In California, legislators attempted to enact a law requiring law enforcement agencies to find alternatives to full encryption of radio communications, but it failed to advance because of police opposition.

"I think there's many departments that would rather not have any oversight. ... And that's unfortunate, very unfortunate," Osterreicher said. "It really goes back to transparency and accountability. If you don't know what's going on, that's not very transparent. And certainly, if you don't know what's going on, how are you going to even ask about accountability?"

ACLU raises questions

Ed Yonka, a spokesman for the ACLU of Illinois, said the organization has a lot of concerns over transparency when it comes to encryption.

"(Listening to scanners) is an important vehicle for accessing and understanding what the police are doing, what they have to deal with and where issues exist across our neighborhoods," Yonka said.

When it comes to the Chicago's argument that encryption is keeping information away from those who may be committing crimes, that is "at best speculative," Yonka said.

"This appears to be a step that is in search of a problem to address as opposed to something that's absolutely necessary, and of course, all of that comes at the cost of transparency and public accountability," Yonka said.

Spot News, an online scanner reporter who asked to only be referred to by his Twitter account's name to keep his anonymity, has a following of more than 100,000 users.

Hewakes up early in the morning, listens to at least eight scanners in his garage setup and doesn't stop tweeting what he hears until his eyes can no longer focus and he needs to sleep, he said.
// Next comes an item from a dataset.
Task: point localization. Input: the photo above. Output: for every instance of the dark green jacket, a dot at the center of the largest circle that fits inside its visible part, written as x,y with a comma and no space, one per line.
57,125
Even then, he brings a radio with him to bed.

But now he can't listen to the South Side police districts anymore, including his home district, and he's too far south to pick up North Side districts that have yet to be encrypted.

To adapt to the encryption, he said that when he learns of a call he's interested in, he sets a timer for 33 minutes after it occurred. Then he checks Broadcastify for the scanner traffic.

Since citizens of Chicago pay taxes that pay for the Police Department's radio communication, he said, they should have the right to know what the department is talking about.

"The mayor, the superintendent and the state's attorney will tell you that crime is down, and if you're not able to hear it, well, I guess it is down," he said.

Donovan Price, a street pastor with Solutions and Resources/Street Pastor Chicago, has been working on the streets since 2016 as a victims' advocate, giving families the knowledge of the process after a shooting and getting them the resources they need. He sets a goal of getting to the scene of a shooting 20 minutes after the call of shots fired was made.

"I'm a first responder," Price said. "I leave immediately, and the sooner I get there, the better position I have to help the people and to build a relationship with the people."

Now Price has three scanners that he listens to regularly, but the encryption has been affecting his work.

"The timing of me getting there is very important because the emotions of the situation and the whole crime scene commotion, I'm one of the people who calms it down," he said. "I'm one of the people who the police respect for helping them in that situation. … And now I'm not there on time. I don't have the information to help me stay safe and to help me serve the families."